UU Pilkada Digugat ke MK, Penggugat Ingin Calon Kepala Daerah Bisa Diusung Ormas

Pemohon ingin calon kepala daerah perseorangan bisa diusung oleh ormas bukan parpol.

Republika/Prayogi
Gedung Mahkamah Konstitusi
Rep: Rizky Suryarandika Red: Andri Saubani

REPUBLIKA.CO.ID, JAKARTA -- Syarat dukungan minimal bagi calon kepala daerah (cakada) perseorangan dalam Pilkada diuji ke Mahkamah Konstitusi (MK). Pengujian ini bertujuan agar cakada dari jalur perseorangan dapat menggunakan dukungan organisasi masyarakat (ormas).

Baca Juga


Para pemohon tersebut ialah Peneliti dan Pengamat, Ahmad Farisi; Mahasiswa Hukum Tata Negara UIN Syarif Hidayatullah Jakarta, A Fahrur Rozi; dan Advokat, Abdul Hakim. Mereka menguji Pasal 41 ayat (1) huruf a, b, c, d, e dan Pasal 41 ayat (2) huruf a, b, c, d, e UU Pilkada.
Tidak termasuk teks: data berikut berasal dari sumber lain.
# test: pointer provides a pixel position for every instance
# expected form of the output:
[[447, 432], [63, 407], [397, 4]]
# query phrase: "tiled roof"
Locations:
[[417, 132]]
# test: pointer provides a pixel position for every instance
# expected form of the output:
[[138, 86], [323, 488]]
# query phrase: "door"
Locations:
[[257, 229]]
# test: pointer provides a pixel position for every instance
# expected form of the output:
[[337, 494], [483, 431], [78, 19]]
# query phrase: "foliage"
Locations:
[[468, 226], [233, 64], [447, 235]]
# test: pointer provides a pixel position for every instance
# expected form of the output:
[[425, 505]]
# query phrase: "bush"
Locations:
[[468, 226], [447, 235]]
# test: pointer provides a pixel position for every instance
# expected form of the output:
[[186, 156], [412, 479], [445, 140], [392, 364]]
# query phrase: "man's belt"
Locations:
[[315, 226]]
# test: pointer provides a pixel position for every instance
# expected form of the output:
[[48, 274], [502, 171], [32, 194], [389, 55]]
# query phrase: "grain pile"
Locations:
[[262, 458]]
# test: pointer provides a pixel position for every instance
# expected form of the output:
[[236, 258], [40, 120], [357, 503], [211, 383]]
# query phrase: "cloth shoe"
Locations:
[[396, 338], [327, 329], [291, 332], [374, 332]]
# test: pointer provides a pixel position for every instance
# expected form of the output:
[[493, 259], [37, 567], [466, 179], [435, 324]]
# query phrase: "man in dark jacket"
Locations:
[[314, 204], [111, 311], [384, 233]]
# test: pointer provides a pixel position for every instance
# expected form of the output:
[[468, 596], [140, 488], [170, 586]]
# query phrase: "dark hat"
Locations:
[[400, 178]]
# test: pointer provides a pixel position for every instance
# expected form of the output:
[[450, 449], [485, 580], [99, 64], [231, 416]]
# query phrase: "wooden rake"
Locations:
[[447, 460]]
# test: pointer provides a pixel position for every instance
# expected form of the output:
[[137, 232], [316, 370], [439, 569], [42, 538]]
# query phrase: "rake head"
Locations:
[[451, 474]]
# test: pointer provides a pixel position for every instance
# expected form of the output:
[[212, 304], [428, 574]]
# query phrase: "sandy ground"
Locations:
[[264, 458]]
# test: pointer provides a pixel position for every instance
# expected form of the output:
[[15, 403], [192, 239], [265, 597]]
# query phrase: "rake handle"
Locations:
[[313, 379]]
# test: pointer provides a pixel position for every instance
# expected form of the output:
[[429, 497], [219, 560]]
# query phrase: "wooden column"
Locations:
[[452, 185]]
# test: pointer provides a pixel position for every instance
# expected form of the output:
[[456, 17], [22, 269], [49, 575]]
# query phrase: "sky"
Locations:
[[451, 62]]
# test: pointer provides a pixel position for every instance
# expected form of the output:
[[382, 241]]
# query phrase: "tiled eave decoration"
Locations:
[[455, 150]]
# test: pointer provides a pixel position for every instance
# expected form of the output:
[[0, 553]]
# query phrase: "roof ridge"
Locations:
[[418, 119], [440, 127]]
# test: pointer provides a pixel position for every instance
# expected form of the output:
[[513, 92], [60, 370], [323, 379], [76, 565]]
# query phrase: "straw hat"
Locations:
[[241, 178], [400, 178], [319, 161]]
Para pemohon meminta calon perseorangan bisa mendaftarkan diri sebagai calon gubernur/wakil gubernur, calon bupati/wakil bupati, dan calon walikota/wakil walikota kalau memenuhi syarat dukungan dari ormas. Permohonan tersebut tercantum dalam berkas Perkara Nomor 43/PUU-XXII/2024.

Abdul menyampaikan akibat diberlakukannya aturan ini malah mempersulit pemohon untuk mendapatkan calon alternatif. Pasalnya, mayoritas calon yang maju pada kontestasi pilkada ini merupakan calon yang diusulkan oleh partai politik.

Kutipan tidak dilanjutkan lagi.